Quando nel 2009 Guy Ritchie uscì con la sua versione cinematografica di Sherlock Holmes, dove il detective fumava il sigaro, faceva uso di droghe e praticava le arti marziali, in molti rimasero sorpresi, pensando a uno stravolgimento del personaggio. In realtà, è l’esatto contrario.
Tutti questi elementi erano presenti nei romanzi di Sir Arthur Conan Doyle, papà letterario del detective di Baker Street, ma poi le riduzioni cinematografiche – di cui si ricordano, in particolare, quelle interpretate da Basil Rathbone – li hanno gradualmente eliminati, inserendone altri e modificando radicalmente il personaggio. Sherlock Holmes: gioco di ombre, sequel del film di Ritchie nuovamente interpretato da Robert Downey jr. e Jude Law (nei panni dell’amico di sempre, il dottor Watson), prosegue invece nel gioco della citazione filologicamente corretta, tirando in ballo nel finale addirittura lo scontro all’ultimo sangue tra Holmes e il malvagio Professor Moriarty, che chiudeva il romanzo ‘L’ultima avventura’, dove i due arci-nemici trovavano apparentemente la morte sotto una cascata.
E’ lo stesso Robert Downey jr. a rendersene conto: “Il successo dei nostri film – ha detto l’attore in occasione della presentazione del film a Roma – è tutto merito di Conan Doyle, che omaggiamo in continuazione. E’ stato un precursore, con i suoi racconti ha formato tutte le successive generazioni di supereroi e superspie, da Batman a Bond. Certi elementi legati a Holmes, come la mantellina, il cappello o la pipa, non esistevano nei libri, sono stati inseriti nelle produzioni cine-televisive”.
L’Holmes di Downey jr. è eccentrico ed eccessivo, e del resto lui ai personaggi “off limits” ci è abituato, essendo legato a un passato di dipendenze. Dopo il supereroe alcoolizzato di Iron Man, questo Sherlock che va avanti a foglie di coca e cicchetti di formaldeide pare proprio stargli a pennello. Nel film, distribuito da Warner dal 16 dicembre in 600 copie, l’attore ha l’occasione di mettere anche in mostra la sua abilità nel Wing Chung, una forma di kung fu, che lo avrebbe aiutato, come lui stesso afferma, a uscire dal brutto giro dei liquori e delle droghe. Ora aspetta anche un figlio da sua moglie Susan, coproduttrice del film.

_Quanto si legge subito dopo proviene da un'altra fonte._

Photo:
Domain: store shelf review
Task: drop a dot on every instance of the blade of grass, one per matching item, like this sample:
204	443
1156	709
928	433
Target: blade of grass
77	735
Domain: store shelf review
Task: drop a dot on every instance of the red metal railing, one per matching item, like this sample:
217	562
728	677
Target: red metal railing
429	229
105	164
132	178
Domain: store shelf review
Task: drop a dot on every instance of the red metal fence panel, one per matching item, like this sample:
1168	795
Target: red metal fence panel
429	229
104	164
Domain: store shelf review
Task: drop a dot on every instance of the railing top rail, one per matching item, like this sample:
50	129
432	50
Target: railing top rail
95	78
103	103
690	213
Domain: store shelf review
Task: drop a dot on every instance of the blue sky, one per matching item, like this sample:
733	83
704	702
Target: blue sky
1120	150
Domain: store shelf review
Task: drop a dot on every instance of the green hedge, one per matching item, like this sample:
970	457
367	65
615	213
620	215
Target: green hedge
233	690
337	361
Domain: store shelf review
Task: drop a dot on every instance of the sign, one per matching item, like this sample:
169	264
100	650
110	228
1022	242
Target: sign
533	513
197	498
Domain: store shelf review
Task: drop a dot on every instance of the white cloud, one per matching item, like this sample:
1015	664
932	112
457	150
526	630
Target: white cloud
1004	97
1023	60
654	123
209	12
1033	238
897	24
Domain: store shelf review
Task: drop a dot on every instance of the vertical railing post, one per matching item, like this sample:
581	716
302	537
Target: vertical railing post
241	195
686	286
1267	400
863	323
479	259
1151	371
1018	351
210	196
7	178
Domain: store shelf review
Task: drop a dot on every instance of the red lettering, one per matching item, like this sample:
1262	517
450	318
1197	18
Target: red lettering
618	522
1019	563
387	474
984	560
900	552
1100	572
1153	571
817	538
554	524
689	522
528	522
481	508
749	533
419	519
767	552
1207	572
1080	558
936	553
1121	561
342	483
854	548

La pellicola, ancor più frenetica e ritmata del primo capitolo – tanto che a volte rischia di confondere le idee – e sempre più venata da sprazzi di commedia, vede anche il ritorno di Rachel McAdams, la bella del primo episodio, ma soprattutto vanta new entry di grosso calibro come Stephen Fry, Noomi Rapace e Jared Harris, interprete di un mefistofelico supercriminale da antologia. E intanto si pensa al futuro: “Potremmo ampliare l’aspetto investigativo girando in altri Paesi europei”, dice Downey jr., e magari, chissà, faranno un salto anche qui da noi in Italia.
Holmes detiene un record in campo cinematografico: si tratta infatti del personaggio in assoluto più trasposto, per vie più o meno ufficiali. Il suo primo film, una parodia, risale addirittura al 1900 e si chiama Sherlock Holmes Baffled. Oltre poi alla celebre serie con Basil Rathbone, sono memorabili la sua apparizione televisiva nell’amato serial Le avventure di Sherlock Holmes e le due varianti anni ’80, Piramide di Paura e Senza Indizio. Nel primo, di Barry Levinson, si metteva in scena un’avventura giovanile di Holmes e Watson in realtà impossibile secondo il canone dei romanzi, dove i due si conoscono in età adulta. Nel secondo, interpretato da Michael Caine e Ben Kingsley, si immaginava invece che il vero genio fosse il dottor Watson, mentre Holmes era solo un ubriacone che interpretava il grande detective per permettere all’amico di scrivere libri di successo basati sulle sue avventure.